O materialismo evolucionista e o espiritualismo dão origem às dualidades de pensamentos existentes em relação ao papel real da família. No conceito materialista, a família resulta de uma mera convenção momentânea ou do encontro sexual do homem e da mulher. Nessa concepção, o ser humano é apenas o último elo da cadeia zoológica, em que tudo se assemelha aos outros animais e, como tal, regido pelas mesmas leis. O estado primitivo desse ideal de “família” é o da animalidade pura, em que o casamento não existe senão numa forma indeterminada ou embrionária de absoluta promiscuidade carnal. Embora altamente insuflado nos tempos atuais, tal concepção materialista representa simplesmente urna involução da humanidade, e urna decadência moral, ética e espiritual do ser humano, onde os prazeres são colocados em primeiro lugar dentre as prioridades do casal.

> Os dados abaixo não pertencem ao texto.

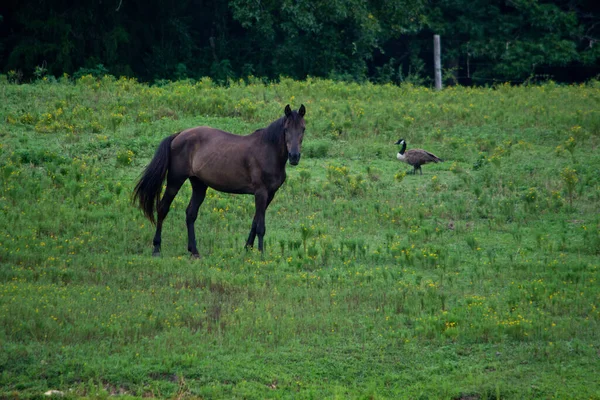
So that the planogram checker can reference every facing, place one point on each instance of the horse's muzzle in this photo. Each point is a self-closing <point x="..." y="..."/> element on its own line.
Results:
<point x="294" y="158"/>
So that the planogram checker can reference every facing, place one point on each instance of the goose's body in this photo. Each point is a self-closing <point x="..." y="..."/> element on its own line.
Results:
<point x="416" y="157"/>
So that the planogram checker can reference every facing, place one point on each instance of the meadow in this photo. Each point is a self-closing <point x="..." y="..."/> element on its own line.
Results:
<point x="476" y="280"/>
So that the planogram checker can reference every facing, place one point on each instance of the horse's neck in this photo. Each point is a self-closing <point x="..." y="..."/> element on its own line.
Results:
<point x="276" y="139"/>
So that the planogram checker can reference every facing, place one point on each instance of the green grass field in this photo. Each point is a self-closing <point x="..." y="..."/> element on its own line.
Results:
<point x="476" y="280"/>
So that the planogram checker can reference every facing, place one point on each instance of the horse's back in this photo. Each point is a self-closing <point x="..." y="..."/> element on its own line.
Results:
<point x="218" y="158"/>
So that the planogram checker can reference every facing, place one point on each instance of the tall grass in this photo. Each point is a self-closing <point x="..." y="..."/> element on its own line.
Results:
<point x="478" y="279"/>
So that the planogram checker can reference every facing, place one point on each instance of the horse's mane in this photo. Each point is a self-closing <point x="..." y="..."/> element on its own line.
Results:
<point x="274" y="131"/>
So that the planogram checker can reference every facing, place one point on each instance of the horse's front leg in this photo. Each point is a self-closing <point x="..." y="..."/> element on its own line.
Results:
<point x="262" y="199"/>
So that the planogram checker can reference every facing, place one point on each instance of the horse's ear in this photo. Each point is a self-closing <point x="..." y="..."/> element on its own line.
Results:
<point x="302" y="110"/>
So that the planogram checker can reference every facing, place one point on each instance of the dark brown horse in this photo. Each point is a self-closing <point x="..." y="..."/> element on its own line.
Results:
<point x="253" y="164"/>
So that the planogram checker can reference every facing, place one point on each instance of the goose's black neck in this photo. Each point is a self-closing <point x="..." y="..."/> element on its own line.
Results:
<point x="403" y="149"/>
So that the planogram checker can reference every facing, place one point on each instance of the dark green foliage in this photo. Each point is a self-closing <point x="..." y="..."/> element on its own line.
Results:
<point x="384" y="41"/>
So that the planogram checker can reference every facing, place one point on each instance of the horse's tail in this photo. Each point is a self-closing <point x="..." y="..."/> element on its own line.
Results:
<point x="147" y="191"/>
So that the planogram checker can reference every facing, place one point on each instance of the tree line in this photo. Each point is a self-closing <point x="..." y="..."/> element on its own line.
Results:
<point x="483" y="41"/>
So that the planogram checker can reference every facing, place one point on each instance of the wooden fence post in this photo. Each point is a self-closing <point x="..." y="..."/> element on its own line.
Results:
<point x="437" y="62"/>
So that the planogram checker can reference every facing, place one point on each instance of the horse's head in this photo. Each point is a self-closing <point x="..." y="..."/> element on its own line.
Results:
<point x="293" y="126"/>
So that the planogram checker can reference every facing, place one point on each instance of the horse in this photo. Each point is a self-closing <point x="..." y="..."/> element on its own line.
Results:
<point x="208" y="157"/>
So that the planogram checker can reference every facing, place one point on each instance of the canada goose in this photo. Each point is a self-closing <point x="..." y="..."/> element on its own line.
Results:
<point x="415" y="157"/>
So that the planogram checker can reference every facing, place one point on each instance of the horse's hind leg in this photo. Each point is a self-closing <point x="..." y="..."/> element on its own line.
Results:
<point x="191" y="213"/>
<point x="173" y="185"/>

Por outro lado, na concepção espiritualista, a família não é a resultante da evolução humana ou busca de prazeres, é, entretanto, uma associação de origem divina, fundada por Deus e revestida de caráter sagrado. A família, consoante à primeira destas orientações filosóficas, resulta de uma série quase infinita de transformações da matéria que, passando de estados inferiores a estados superiores, foi adquirindo progressivamente graus cada vez mais elevados na escala da perfeição, rumo ao Sagrado.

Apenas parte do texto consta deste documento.